This repository has been archived by the owner. It is now read-only.
Scala bindings for WDL
Clone or download
Fetching latest commit…
Cannot retrieve the latest commit at this time.
Permalink
Failed to load latest commit information.
.idea/inspectionProfiles
0.3
0.4
0.5
0.6
cwl/src
project
src/bin
wom/src
.gitattributes
.gitignore
.pullapprove.yml
.scalafmt.conf
.travis.yml
CHANGELOG.MD
PROGRESS.md
README.md
build.sbt
index.html
scaladoc.png
version.png

README.md

The WDL4S repository is now under the Cromwell repository. Click here for the Cromwell repo.
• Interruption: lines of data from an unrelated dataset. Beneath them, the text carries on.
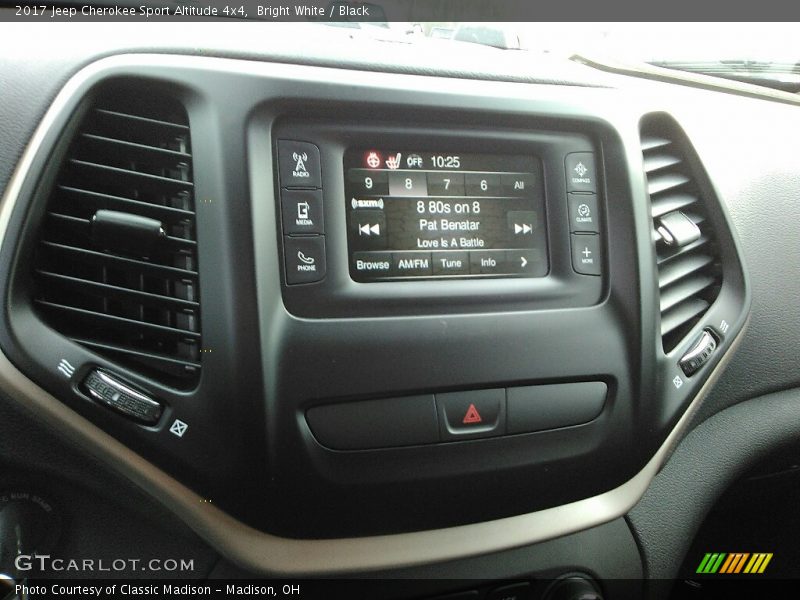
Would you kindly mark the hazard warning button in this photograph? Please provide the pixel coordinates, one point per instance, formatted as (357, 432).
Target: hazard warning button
(471, 414)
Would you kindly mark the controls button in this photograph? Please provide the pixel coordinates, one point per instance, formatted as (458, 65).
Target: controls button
(112, 392)
(583, 215)
(385, 423)
(482, 184)
(472, 414)
(516, 185)
(488, 262)
(407, 264)
(526, 261)
(305, 259)
(581, 172)
(302, 211)
(522, 224)
(586, 254)
(299, 164)
(368, 229)
(540, 407)
(408, 184)
(446, 184)
(368, 182)
(698, 354)
(514, 591)
(450, 263)
(372, 264)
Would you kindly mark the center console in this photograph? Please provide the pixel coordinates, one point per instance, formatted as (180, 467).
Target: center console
(436, 219)
(426, 316)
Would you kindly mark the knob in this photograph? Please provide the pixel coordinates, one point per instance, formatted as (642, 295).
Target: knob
(28, 525)
(573, 587)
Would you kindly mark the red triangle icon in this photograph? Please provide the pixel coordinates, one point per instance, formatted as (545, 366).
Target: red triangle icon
(472, 416)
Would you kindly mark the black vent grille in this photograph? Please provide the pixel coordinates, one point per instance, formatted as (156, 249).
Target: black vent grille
(139, 307)
(689, 275)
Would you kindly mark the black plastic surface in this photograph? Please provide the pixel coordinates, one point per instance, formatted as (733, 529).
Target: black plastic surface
(375, 423)
(336, 133)
(538, 407)
(404, 339)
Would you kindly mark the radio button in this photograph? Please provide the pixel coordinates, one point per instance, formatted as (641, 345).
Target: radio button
(488, 262)
(408, 264)
(480, 184)
(581, 172)
(372, 264)
(583, 214)
(302, 211)
(450, 263)
(299, 164)
(305, 259)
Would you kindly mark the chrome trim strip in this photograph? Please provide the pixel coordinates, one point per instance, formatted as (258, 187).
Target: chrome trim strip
(262, 552)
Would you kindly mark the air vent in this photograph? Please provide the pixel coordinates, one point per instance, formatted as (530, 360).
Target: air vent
(116, 265)
(688, 263)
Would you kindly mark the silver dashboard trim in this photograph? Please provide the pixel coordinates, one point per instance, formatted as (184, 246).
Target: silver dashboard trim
(262, 552)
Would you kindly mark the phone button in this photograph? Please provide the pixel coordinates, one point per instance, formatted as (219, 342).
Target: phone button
(305, 259)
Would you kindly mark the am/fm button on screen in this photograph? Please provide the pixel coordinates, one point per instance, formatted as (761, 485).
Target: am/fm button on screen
(407, 264)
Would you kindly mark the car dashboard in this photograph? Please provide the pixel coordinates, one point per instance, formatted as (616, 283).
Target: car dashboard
(333, 315)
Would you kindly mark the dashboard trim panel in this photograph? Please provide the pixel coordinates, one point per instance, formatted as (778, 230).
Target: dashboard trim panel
(266, 553)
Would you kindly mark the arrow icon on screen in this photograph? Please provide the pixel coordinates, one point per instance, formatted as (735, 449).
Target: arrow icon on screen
(368, 229)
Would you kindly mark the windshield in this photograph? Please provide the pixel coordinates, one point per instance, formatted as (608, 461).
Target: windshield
(761, 53)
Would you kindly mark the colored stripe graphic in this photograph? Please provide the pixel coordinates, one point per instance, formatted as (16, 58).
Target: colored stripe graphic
(734, 562)
(711, 562)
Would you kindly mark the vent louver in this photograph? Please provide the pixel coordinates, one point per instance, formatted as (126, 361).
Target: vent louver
(687, 259)
(134, 303)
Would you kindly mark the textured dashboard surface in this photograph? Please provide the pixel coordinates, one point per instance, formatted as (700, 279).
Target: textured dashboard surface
(707, 462)
(742, 143)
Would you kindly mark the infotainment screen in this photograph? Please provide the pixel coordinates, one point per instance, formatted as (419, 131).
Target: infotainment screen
(437, 215)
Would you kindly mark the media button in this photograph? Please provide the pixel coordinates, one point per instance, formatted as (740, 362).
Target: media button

Build Status Coverage Status

Scala binding API for WDL

This repository provides scala tools to parse a WDL file and transform it into a scala object hierarchy.

Installation

wdl4s is hosted on The Broad Institute's Artifactory Repository

resolvers ++= Seq(
  "Broad Artifactory Releases" at "https://broadinstitute.jfrog.io/broadinstitute/libs-release/"
)

Add the following to libraryDependencies:

"org.broadinstitute" %% "wdl4s" % version,

The latest version is Latest Version

Or add a snapshot release in the format <version>-<git-hash7>-SNAP:

"org.broadinstitute" %% "wdl4s" % "0.123-fff0246-SNAP",

To use in your Maven project add the following dependency

<dependency>
    <groupId>org.broadinstitute</groupId>
    <artifactId>wdl4s_2.12</artifactId>
    <version>${version}</version>
</dependency>

Scaladoc

Scaladoc

Usage

All examples are located in src/main/scala/wdl4s/examples and particular examples can be run via sbt:

$ sbt "run-main wdl4s.examples.ex1"

Loading WDL Code

The main entry point into the parser is the WdlNamespace object. A WDL file is considered a namespace, and other namespaces can be included by using the import statement (but only with an as clause).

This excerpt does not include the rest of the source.